Deployment Config
model_navigator.pytriton.ModelConfig
dataclass
ModelConfig(batching=True, max_batch_size=4, batcher=DynamicBatcher(), response_cache=False, decoupled=False)
Additional model configuration for running model through Triton Inference Server.
Parameters:
-
batching
(bool
, default:True
) –Flag to enable/disable batching for model.
-
max_batch_size
(int
, default:4
) –The maximal batch size that would be handled by model.
-
batcher
(DynamicBatcher
, default:DynamicBatcher()
) –Configuration of Dynamic Batching for the model.
-
response_cache
(bool
, default:False
) –Flag to enable/disable response cache for the model
-
decoupled
(bool
, default:False
) –Flag to enable/disable decoupled transaction policy
model_navigator.pytriton.DynamicBatcher
dataclass
DynamicBatcher(max_queue_delay_microseconds=0, preferred_batch_size=None, preserve_ordering=False, priority_levels=0, default_priority_level=0, default_queue_policy=None, priority_queue_policy=None)

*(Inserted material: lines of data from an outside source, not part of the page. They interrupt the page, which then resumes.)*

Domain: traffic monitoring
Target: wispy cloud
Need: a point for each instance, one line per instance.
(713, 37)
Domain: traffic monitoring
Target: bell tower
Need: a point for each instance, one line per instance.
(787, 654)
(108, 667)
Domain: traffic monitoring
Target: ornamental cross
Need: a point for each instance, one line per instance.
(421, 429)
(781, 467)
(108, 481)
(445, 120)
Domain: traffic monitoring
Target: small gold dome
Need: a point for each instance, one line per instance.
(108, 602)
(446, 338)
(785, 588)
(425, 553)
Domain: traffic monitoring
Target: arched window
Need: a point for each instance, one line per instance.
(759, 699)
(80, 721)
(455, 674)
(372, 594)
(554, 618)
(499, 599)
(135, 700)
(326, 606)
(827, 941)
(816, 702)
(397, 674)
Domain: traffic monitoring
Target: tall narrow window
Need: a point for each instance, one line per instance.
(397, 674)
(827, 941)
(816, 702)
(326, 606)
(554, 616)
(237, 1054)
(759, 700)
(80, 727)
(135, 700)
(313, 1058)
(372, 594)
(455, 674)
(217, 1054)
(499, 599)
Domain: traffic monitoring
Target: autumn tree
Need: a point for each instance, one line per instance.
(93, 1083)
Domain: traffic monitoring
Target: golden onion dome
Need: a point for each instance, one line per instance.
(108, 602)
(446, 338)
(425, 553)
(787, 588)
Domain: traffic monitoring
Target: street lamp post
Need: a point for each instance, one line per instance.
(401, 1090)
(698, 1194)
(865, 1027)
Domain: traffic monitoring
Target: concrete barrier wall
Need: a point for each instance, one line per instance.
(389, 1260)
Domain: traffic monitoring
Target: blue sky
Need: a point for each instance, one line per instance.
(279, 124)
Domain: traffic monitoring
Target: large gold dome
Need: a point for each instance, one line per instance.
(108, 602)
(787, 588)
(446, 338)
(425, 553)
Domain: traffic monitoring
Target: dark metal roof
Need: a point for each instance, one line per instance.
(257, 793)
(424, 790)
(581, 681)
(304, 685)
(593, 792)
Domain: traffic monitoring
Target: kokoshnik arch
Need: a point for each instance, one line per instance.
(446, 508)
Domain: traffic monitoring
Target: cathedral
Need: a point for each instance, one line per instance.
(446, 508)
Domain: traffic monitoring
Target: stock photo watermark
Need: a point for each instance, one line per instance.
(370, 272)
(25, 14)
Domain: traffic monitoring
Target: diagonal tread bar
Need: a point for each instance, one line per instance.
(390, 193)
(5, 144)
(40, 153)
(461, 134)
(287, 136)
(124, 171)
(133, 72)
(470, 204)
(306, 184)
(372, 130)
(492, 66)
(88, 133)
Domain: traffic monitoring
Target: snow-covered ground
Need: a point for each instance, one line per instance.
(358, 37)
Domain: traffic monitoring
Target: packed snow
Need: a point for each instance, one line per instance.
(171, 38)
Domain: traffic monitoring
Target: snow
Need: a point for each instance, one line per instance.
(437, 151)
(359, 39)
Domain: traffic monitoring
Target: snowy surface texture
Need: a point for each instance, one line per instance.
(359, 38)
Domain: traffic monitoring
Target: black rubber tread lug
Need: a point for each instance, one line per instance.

Dynamic batcher configuration.
More in Triton Inference Server documentation
Parameters:
-
max_queue_delay_microseconds
(int
, default:0
) –The maximum time, in microseconds, a request will be delayed in the scheduling queue to wait for additional requests for batching.
-
preferred_batch_size
(Optional[list]
, default:None
) –Preferred batch sizes for dynamic batching.
-
preserve_ordering
(bool
, default:False
) –Should the dynamic batcher preserve the ordering of responses to match the order of requests received by the scheduler.
-
priority_levels
(int
, default:0
) –The number of priority levels to be enabled for the model.
-
default_priority_level
(int
, default:0
) –The priority level used for requests that don't specify their priority.
-
default_queue_policy
(Optional[QueuePolicy]
, default:None
) –The default queue policy used for requests.
-
priority_queue_policy
(Optional[Dict[int, QueuePolicy]]
, default:None
) –Specify the queue policy for the priority level.
model_navigator.pytriton.Tensor
dataclass
Model input and output definition for Triton deployment.
Parameters:
-
shape
(tuple
) –Shape of the input/output tensor.
-
dtype
(Union[dtype, Type[dtype], Type[object]]
) –Data type of the input/output tensor.
-
name
(Optional[str]
, default:None
) –Name of the input/output of model.
-
optional
(Optional[bool]
, default:False
) –Flag to mark if input is optional.
model_navigator.pytriton.QueuePolicy
dataclass
QueuePolicy(timeout_action=TimeoutAction.REJECT, default_timeout_microseconds=0, allow_timeout_override=False, max_queue_size=0)
Model queue policy configuration.
More in Triton Inference Server documentation
Parameters:
-
timeout_action
(TimeoutAction
, default:REJECT
) –The action applied to timed-out request.
-
default_timeout_microseconds
(int
, default:0
) –The default timeout for every request, in microseconds.
-
allow_timeout_override
(bool
, default:False
) –Whether individual request can override the default timeout value.
-
max_queue_size
(int
, default:0
) –The maximum queue size for holding requests.
model_navigator.pytriton.TimeoutAction
Bases: Enum
Timeout action definition for timeout_action QueuePolicy field.
Parameters:
-
REJECT
–Reject the request and return error message accordingly.
-
DELAY
–Delay the request until all other requests at the same (or higher) priority levels that have not reached their timeouts are processed.